I invite you to take a look at Garber’s examination of these in his paper published in the
Journal of Economic Perspectives in 1990.

I do, by the way, agree with Mackay’s principal thesis that our species is prone to
believing in something that isn’t true just because we see that those around us seem to accept
its veracity. I’m just wondering whether the conviction that there was such a thing as a Dutch
tulip mania might not itself be an example of such a popular delusion.


7 thoughts on “For the love of tulips

  1. CalculatedRisk

    Thanks for the mention! Of course I was just excerpting from The Times article about past manias.
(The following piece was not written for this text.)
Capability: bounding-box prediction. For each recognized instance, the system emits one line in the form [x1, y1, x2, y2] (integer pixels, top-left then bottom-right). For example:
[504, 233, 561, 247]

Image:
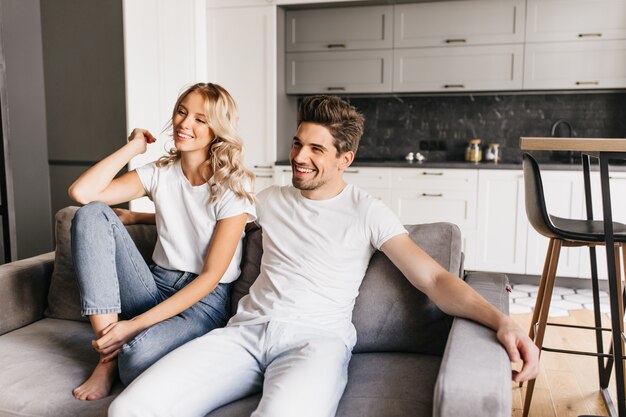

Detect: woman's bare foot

I remember reading Garber’s piece: fascinating.
    Luckily we have seen a few bubbles in the last 25 years (most notably the Nasdaq and Nikkei stock bubbles), so we know what they look like and don’t have to rely on any historical inaccuracies. When Garber was pressed in 2000 on the Nasdaq bubble: “I hate to invoke the word bubble,” But he agreed the tech stocks were a bubble: “I thought they were an example. I never saw how competition could be prevented from dissipating the profits that might be there.”
    The key point is bubbles do happen. Housing bubbles look different than stock bubbles, but they do happen and there is significant evidence that one is happening right now.
    Thanks again for the mention.

  2. fatbear

    Fascinating – thanks for the post. For those of us who do not have the benefit of an academic library, is there a link to Gerber’s articles?

  3. J Lonsdale

    I found this argument very interesting, did a bit of checking around and came across this which responds to some of Garber’s points:
    It seems like partially what is wrong is that he used average prices in his analysis. Garber’s work doesn’t seem to account for the volatility between Jan and Feb 1637. So there may not have been a long bubble, but there was a bubble at least during that time period.

  4. Financial Rounds

    A History Of TulipMania (via Econbrowser)
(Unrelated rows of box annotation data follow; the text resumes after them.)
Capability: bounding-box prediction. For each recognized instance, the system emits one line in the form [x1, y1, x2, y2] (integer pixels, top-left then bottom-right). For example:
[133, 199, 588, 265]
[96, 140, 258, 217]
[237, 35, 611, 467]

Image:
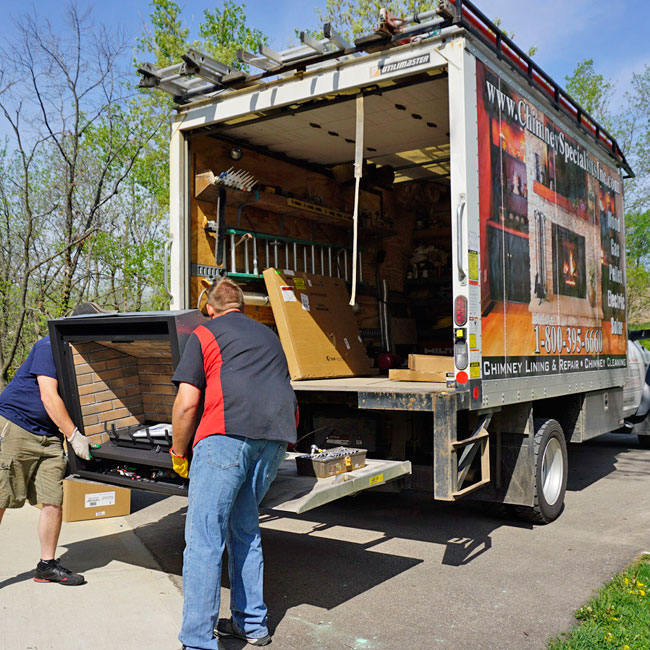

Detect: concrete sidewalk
[0, 505, 183, 650]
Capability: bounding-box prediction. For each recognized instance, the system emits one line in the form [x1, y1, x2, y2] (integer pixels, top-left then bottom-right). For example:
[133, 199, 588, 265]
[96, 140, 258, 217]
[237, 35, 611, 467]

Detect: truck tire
[515, 419, 568, 524]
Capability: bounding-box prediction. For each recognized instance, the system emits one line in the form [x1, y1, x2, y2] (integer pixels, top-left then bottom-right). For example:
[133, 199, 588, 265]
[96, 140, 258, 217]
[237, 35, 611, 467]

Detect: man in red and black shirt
[171, 278, 296, 650]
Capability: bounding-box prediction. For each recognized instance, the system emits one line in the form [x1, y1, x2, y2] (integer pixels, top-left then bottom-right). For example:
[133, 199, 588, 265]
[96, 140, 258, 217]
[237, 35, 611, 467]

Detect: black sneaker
[215, 618, 271, 645]
[34, 560, 86, 587]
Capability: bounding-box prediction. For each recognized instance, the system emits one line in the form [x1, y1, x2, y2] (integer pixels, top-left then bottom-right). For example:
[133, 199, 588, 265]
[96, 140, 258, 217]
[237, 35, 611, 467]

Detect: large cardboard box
[63, 478, 131, 521]
[264, 268, 374, 379]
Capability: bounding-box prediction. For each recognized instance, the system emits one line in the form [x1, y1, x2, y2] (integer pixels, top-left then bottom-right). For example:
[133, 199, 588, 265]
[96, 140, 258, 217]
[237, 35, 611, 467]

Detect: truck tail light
[455, 296, 467, 327]
[454, 328, 469, 370]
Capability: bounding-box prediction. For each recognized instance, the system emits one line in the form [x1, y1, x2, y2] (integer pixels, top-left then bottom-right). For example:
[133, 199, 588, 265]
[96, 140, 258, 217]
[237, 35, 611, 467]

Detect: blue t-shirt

    James Hamilton at Econbrowser shoots some holes in recent comments comparing housing bubbles to the “tulip mania” of the mid-1600s. It turns out that they really aren’t that similar after all

  5. Dennis Mangan

    The thing I’ve never seen mentioned with regard to the Dutch tulip madness was that it took place during wartime. The Netherlands was at war with Spain from 1621-1648, and the Thirty Years War was going on next door in Germany. That would seem to give an impetus to those trying to find a safe haven for capital: they found it in tulips.

  6. Barkley Rosser

    Garber’s basic argument is that one can never truly know if there is a bubble or not because of the “misspecified fundamental” problem, something the owner of this list has published on also, I believe. However, there is at least one market where this can be overcome with near certainty, that of closed-end funds. There the fundamental is known, the value of the underlying assets, which can differ from the value of the fund. Usually these funds run at a discount, explainable by tax, liquidity, and other reasons. However, when one sees a premium, especially a sharply rising one that then falls, one has almost certainly seen a speculative bubble. Some examples include the closed-end stock funds in the US in 1929 (even if one can play the “misspecified fundamental” game regarding the stock market itself, as Garber does) and many closed-end country funds in 1989-90. Ehsan Ahmed, Roger Koppl, me, and Mark White had a paper on that one in JEBO in 1997.